But Panmure Gordon sees reasons to be optimistic about both businesses. It is recommending that investors buy into ABF stock, and maintains its “hold” advice for the Cathedral City cheese producer.
On Tuesday (November 8), Panmure is expecting “broadly flat profits” from ABF, whose brands include Kingsmill, Twinings and Ryvita.
In a preview note, analyst Graham Jones added: “We forecast profit before tax and earnings per share broadly flat at £818M and 72.4p respectively, with strong growth in profits in sugar and agriculture offset by a sharp fall in profits in ingredients and a modest fall at Primark.”
But he added: “Weexpect growth to accelerate significantly to 16% in 2012, driven by strong growth in sugar profits and Primark returning to profit growth.”
Jones saidABF itself had expected net income for 2011 to be broadly in line with 2010.
Although Jones said trading conditions in developed markets would remain difficult, he predicted that cost pressures should ease and ABF would benefit from the continuing high price of sugar.

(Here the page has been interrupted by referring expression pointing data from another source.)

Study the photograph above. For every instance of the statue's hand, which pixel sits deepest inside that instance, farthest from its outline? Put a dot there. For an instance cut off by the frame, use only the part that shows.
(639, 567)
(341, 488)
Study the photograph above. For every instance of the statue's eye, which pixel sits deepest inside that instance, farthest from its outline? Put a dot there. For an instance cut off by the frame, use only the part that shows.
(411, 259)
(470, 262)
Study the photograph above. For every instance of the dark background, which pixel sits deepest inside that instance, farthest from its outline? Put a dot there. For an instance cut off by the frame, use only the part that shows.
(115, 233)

“While sugar prices have come off their highs, they remain at historically high levels and combined with tight supply in Europe, the sugar division should deliver strong growth,” he said.

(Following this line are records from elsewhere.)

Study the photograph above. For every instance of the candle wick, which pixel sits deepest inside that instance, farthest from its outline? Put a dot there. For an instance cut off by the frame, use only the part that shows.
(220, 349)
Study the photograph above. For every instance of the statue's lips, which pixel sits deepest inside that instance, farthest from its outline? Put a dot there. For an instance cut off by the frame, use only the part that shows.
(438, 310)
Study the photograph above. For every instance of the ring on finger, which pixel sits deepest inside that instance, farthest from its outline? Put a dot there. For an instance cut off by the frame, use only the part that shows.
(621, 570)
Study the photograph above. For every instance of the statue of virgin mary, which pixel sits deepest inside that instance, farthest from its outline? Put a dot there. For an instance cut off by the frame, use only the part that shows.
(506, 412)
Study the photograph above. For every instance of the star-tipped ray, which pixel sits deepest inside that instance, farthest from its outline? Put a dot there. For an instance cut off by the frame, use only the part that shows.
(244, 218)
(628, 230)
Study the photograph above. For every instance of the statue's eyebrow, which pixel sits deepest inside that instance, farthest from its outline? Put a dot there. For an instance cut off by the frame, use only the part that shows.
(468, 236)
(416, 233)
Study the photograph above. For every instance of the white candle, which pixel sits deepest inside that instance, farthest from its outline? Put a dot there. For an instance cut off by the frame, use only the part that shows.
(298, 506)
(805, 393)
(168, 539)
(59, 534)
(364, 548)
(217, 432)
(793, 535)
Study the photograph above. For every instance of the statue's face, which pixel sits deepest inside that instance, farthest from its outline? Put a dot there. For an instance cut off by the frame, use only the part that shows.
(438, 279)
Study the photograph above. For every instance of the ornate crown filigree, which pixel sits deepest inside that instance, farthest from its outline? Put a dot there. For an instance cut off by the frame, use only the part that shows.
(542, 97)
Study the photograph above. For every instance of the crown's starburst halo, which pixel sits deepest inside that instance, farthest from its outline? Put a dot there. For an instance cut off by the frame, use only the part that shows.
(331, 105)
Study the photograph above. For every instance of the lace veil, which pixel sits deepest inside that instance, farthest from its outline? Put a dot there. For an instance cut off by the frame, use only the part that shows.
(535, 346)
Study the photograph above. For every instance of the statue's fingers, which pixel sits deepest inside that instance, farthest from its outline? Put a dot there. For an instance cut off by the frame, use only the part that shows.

Jones expects Dairy Crest to deliver a 3% increase in interim operating profits on Thursday (November 10), to £52.2M, but said £2M of this will have been achieved through property deals.
“Excluding the property gain, underlying operating margins are expected to have declined to 6.4%,” he said.
“We expect adjusted profit before tax to increase 4% to £41.7M but forecast that a higher tax rate will result in a 3% decline in adjusted earnings per share to 20.8p.”
He added: “We expect that the cheese division will report another period of high growth, with operating profits increasing by 44% to £18M, benefiting from higher retail pricing of brands such as Cathedral City and the effect of lower-priced milk being used in its production last year.”
But the picture was different in the spreads business, where the benefits of price increases were likely to have been neutralised by higher input costs.
“However we expect the pressure in the dairies business to result in operating profits declining 37% to £6.9M, indicating an operating profit margin of only around 1%, excluding the property gains.”
Dairy Crest’s shares have fallen by some 20% this year and currently represent fair value for investors, Jones said.
Panmure has also repeated its “buy” advice for Unilever, whose food brands include Flora, Ben & Jerry’s and PG Tips.
The company’s third-quarter sales figures showed “very strong top line growth”, with a like-for-like increase of 7.8% - ahead of analysts’ forecasts.
Although Unilever expects its margins to remain under pressure, Panmure said: “This does not change our view that Unilever is a much more competitive animal than historically.”